We get a sense of this functional role of the God concept from the still familiar old style God/Religion Biblical concepts crafted in the Bronze Age. The guiding principles could be  pretty harsh (such as an eye for an eye and an Old Testament God that is vain and vengeful) but could be useful tribally. Common concepts holds tribes together. They helped provide a way of life and serve more as artistic justifications of things than scientific. Our standards for justification has changed but fundamentalists still find value in them, while some humanist's strategy is to continue and speed up  the evolution of the ideas and provide alternative tools.

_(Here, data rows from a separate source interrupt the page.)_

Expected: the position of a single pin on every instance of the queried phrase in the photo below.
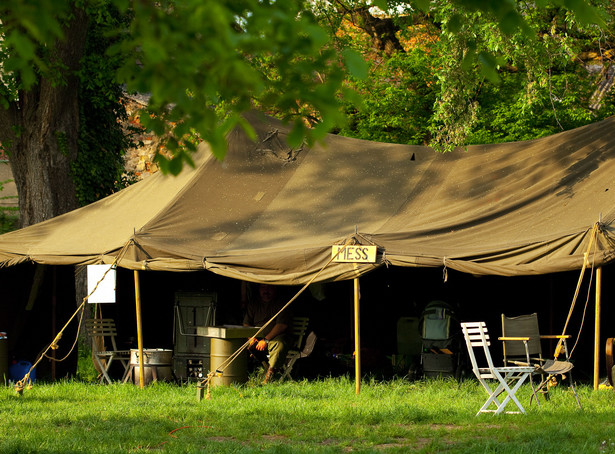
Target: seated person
(274, 338)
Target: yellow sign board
(354, 254)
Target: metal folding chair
(476, 336)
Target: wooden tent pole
(139, 330)
(357, 335)
(597, 327)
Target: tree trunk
(45, 131)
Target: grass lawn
(324, 416)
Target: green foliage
(98, 169)
(397, 100)
(25, 25)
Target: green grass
(323, 416)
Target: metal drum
(157, 363)
(237, 370)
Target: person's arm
(278, 328)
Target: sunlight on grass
(307, 416)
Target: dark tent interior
(32, 314)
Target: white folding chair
(99, 330)
(476, 336)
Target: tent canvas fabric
(271, 213)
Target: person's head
(266, 292)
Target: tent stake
(139, 329)
(597, 327)
(357, 336)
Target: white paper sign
(105, 292)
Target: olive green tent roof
(269, 213)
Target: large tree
(203, 62)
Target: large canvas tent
(270, 213)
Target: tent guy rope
(206, 383)
(593, 236)
(20, 385)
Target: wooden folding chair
(99, 330)
(476, 336)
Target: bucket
(19, 369)
(237, 370)
(157, 364)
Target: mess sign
(354, 254)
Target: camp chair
(294, 355)
(440, 340)
(476, 336)
(99, 330)
(521, 344)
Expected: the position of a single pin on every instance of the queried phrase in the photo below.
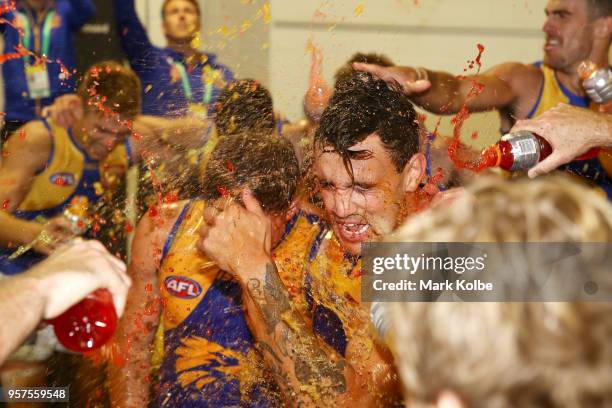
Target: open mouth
(551, 43)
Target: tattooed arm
(308, 371)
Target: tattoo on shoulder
(313, 367)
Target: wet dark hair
(244, 105)
(599, 8)
(364, 106)
(266, 163)
(346, 71)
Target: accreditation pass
(34, 394)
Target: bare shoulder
(29, 145)
(155, 226)
(515, 72)
(152, 232)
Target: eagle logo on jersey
(62, 179)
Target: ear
(413, 172)
(603, 28)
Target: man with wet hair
(303, 298)
(575, 30)
(178, 79)
(209, 356)
(45, 28)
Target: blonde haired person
(498, 355)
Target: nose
(548, 27)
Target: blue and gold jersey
(69, 172)
(598, 169)
(326, 282)
(209, 359)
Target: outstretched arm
(571, 131)
(26, 153)
(52, 286)
(443, 93)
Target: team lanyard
(208, 85)
(46, 32)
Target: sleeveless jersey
(552, 92)
(69, 172)
(209, 359)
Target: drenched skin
(569, 35)
(368, 205)
(181, 20)
(98, 134)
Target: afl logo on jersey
(62, 179)
(182, 287)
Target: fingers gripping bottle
(89, 324)
(597, 83)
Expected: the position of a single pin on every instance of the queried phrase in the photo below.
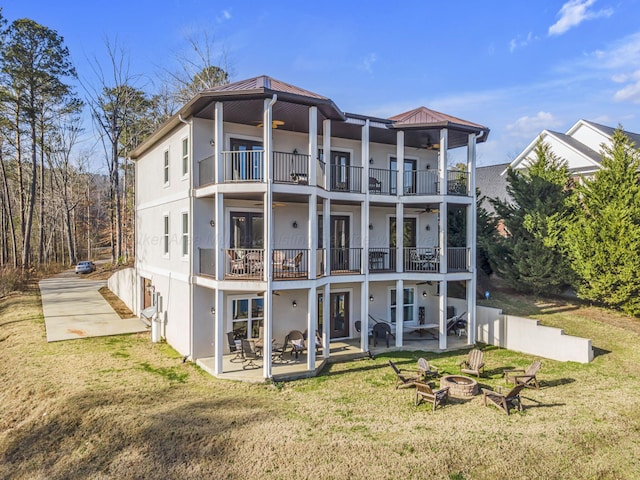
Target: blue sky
(515, 66)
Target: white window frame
(166, 159)
(166, 235)
(184, 221)
(415, 305)
(185, 157)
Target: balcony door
(247, 230)
(340, 172)
(246, 161)
(339, 242)
(408, 237)
(409, 183)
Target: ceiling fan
(274, 124)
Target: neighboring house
(263, 206)
(581, 147)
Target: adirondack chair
(504, 401)
(526, 377)
(474, 363)
(404, 380)
(424, 392)
(426, 370)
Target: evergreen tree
(530, 254)
(603, 238)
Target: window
(185, 156)
(408, 307)
(166, 167)
(185, 234)
(247, 321)
(165, 239)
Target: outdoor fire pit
(459, 386)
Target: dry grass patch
(123, 407)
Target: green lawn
(123, 407)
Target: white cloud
(529, 127)
(367, 63)
(573, 13)
(520, 42)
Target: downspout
(191, 249)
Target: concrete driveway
(73, 308)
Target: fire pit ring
(459, 385)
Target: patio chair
(233, 347)
(526, 377)
(424, 392)
(381, 331)
(474, 363)
(296, 340)
(249, 354)
(425, 370)
(292, 264)
(404, 378)
(237, 263)
(504, 401)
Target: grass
(123, 407)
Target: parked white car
(85, 267)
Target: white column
(326, 332)
(218, 140)
(313, 145)
(442, 307)
(400, 162)
(399, 311)
(472, 232)
(326, 151)
(219, 331)
(312, 316)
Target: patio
(293, 368)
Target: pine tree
(530, 254)
(603, 239)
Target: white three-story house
(262, 208)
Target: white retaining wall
(528, 336)
(122, 283)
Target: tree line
(558, 231)
(61, 199)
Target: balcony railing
(206, 171)
(457, 182)
(457, 259)
(243, 166)
(345, 178)
(421, 259)
(421, 182)
(290, 168)
(382, 259)
(207, 262)
(290, 264)
(380, 181)
(244, 264)
(345, 260)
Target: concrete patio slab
(74, 308)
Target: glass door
(246, 160)
(408, 238)
(339, 242)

So the argument is that if the attack on these old, unevolved concepts is just one of scientific truth, it misses the larger role that concepts play in giving meaning to people’s lives. Such old concepts are used in the sense that they ought to be true rather than are true. But in this way we might say that some humanist concepts will appeal to religious people who will see that they ought to be true and provide increased benefits. Evolved principles should replace and might the older concepts by substituting for their functional value. Framed this way the idea is to not just attack the "truth" of an idea, but to work on making others believe in humanist evolved values. This is one group's strategy for adapting some figurative concepts (and their implied values) over time. It’s happened before as the “love thy neighbor” addition found in Christian writing evolved in top of the earlier Jewish writings. Caring for one’s neighbor is a good concept to believe in and a value to share with others. Viewed as a humanist ideas may help evolve figurative religious culture. One view of the reality of the situation was expressed this way:

"Religion will be the medium by which people express their values for a long time to come, so it's important to understand what brings out the best and the worst in it." Robert Wright

Image Credits:

Paul Kurtz:


Edd.Doerr said...

As a humanist since 1950 and an original signer of the 1973 Humanist Manifesto II, whose architect was Paul Kurtz, I am in total agreement with Paul on this. I plan to do a piece on the matter for Free Inquiry.

Michael R said...

"... so what do you have, a vacuum?"

Good point. People see atheism as vacuous: no morality, no community, no culture, just anarchy. They won't be persuaded to leave religion until humanism can offer something that fills the void.